6-5
一方セリウスは、人の流れが消えた廊下を一人、駆けていた。
「……まふゆ……どこだ……!」
胸の奥が、嫌な音を立てて締め付けられる。
呼びかけても返事はない。自分の足音だけが、やけに大きく耳に残った。
焦りが、冷静なはずの思考を鈍らせていくのが分かる。
結界が破られたという異常事態。魔物が侵入している現実。
分かっているはずなのに、今のセリウスの頭の中には、はぐれてしまったまふゆの姿しかなかった。
「……っ!」
背後から、ぞわりと肌を撫でる嫌な気配。
振り向くより早く、鈍い風切り音が空気を裂いた。反射的に身を捻ったが、完全には避けきれない。

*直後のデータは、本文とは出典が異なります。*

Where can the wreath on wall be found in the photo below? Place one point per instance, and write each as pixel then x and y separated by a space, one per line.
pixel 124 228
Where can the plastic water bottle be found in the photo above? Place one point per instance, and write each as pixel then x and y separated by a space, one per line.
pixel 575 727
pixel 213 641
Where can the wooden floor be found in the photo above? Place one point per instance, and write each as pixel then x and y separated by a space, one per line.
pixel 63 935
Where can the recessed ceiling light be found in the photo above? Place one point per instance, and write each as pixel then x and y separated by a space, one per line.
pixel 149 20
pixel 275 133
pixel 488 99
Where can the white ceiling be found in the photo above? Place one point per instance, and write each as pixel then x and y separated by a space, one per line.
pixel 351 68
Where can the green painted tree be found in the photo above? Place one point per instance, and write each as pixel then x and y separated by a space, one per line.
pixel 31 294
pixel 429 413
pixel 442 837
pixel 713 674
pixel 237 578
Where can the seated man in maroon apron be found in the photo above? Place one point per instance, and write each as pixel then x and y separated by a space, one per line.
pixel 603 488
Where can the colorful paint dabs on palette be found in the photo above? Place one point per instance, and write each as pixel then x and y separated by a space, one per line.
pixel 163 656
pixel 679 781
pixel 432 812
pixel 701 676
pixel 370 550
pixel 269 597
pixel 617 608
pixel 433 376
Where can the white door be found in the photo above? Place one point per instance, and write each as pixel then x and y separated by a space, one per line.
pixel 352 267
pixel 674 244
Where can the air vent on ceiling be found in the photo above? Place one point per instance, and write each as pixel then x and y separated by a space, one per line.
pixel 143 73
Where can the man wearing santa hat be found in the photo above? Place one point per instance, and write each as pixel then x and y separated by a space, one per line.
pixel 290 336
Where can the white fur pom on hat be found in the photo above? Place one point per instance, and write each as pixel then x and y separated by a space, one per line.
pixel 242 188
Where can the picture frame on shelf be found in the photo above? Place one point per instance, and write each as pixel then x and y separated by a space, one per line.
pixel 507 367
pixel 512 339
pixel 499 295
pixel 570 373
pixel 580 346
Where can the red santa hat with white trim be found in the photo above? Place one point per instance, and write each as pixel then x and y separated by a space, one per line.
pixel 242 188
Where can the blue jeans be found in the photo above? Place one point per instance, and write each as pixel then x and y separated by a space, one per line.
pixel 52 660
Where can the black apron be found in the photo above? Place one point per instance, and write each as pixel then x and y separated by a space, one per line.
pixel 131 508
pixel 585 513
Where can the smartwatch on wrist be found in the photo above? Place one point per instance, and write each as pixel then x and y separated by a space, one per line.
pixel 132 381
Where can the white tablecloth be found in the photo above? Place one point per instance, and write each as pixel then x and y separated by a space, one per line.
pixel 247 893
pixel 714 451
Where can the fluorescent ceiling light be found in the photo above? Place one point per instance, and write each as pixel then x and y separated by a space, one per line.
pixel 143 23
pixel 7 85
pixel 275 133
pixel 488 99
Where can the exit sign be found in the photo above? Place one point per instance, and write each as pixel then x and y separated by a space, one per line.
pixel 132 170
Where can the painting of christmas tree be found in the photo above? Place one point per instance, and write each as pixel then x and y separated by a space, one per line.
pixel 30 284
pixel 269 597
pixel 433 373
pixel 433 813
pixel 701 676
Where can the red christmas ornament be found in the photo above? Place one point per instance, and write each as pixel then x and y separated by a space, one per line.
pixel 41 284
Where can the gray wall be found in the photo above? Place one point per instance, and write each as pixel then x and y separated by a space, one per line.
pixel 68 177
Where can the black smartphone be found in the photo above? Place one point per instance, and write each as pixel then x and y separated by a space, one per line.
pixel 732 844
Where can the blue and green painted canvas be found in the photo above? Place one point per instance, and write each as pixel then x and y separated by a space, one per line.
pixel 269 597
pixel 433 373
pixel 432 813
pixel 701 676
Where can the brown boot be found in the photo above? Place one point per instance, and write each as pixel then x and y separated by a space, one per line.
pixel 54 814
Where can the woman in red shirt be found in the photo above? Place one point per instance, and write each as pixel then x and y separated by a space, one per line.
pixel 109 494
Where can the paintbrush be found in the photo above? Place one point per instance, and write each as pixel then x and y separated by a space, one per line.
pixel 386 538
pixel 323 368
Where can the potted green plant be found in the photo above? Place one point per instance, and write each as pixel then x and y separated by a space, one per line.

ガンッ、と背中に鈍い衝撃が走り、セリウスは壁に叩きつけられる。
「ぐっ……!」
視界の端で、紫色の瞳がぎらついた。
ゴブリン。しかも一体ではない。三体。
統率された動きで、じりじりと包囲網を狭めてくる。
(しまった……!)
まふゆのことばかり考えていて、周囲への注意が完全に逸れていた。
腰の短剣に手を伸ばすが、体勢が悪い。次の一撃が来れば、間に合わない。
絶望が脳裏をよぎった、その時だった。
「……っ、なにボサッとしてんの!」
鋭い声と同時に、しなやかな獣の影が横から飛び込んできた。
セリウスに棍棒を振り下ろそうとしていたゴブリンの一体が、横殴りに吹き飛ばされる。
月光を思わせる爪が閃き、もう一体の喉元を正確に引き裂いた。
「えっ……?」
呆然とするセリウスの前に立ったのは、桜のような薄ピンクの髪を持つ少女。
ぴんと逆立った尻尾、低く構えた戦闘態勢。獣人の少女、シャノンだった。
「チッ……ザコの癖にしつこい!!」
残る一体がシャノンに襲いかかるが、彼女は怯まない。
床を蹴り、体を独楽のように回転させながら強烈な蹴りをゴブリンの側頭部に叩き込む。
骨の砕ける嫌な音が響き、魔物はそのまま動かなくなった。
……静寂が訪れる。
セリウスは、遅れて浅い呼吸を繰り返した。
「……助かった……」
「あんた、そんな顔するほど余裕なかった訳?」
シャノンは腕を組み、呆れたようにため息をつく。
だが、その視線は一瞬だけ、セリウスの無事を確かめるように上下に動いた。
「……!そうだ、まふゆを、まふゆを探さないと!」
突如、セリウスが思い出したかのように叫ぶ。
自分の失態で、まふゆを探す貴重な時間を無駄にしてしまったのだ。
「はあ!?あんたみたいなのが探しに行ったところで返り討ちにされるだけ!今だってあたしに守られたじゃない!馬鹿じゃないの!?」
「でも、だけど!まふゆは戦えないんだ!早く行ってやらないと……!!」
セリウスの悲痛な叫びに、シャノンは再度深いため息をつく。
「……あんたじゃ無理。あたしが探しに行く」
「……!何を言ってるんだ!君は女の子だろう!?一人じゃ無茶だ!」
セリウスは思わずシャノンの腕を掴んで引き留める。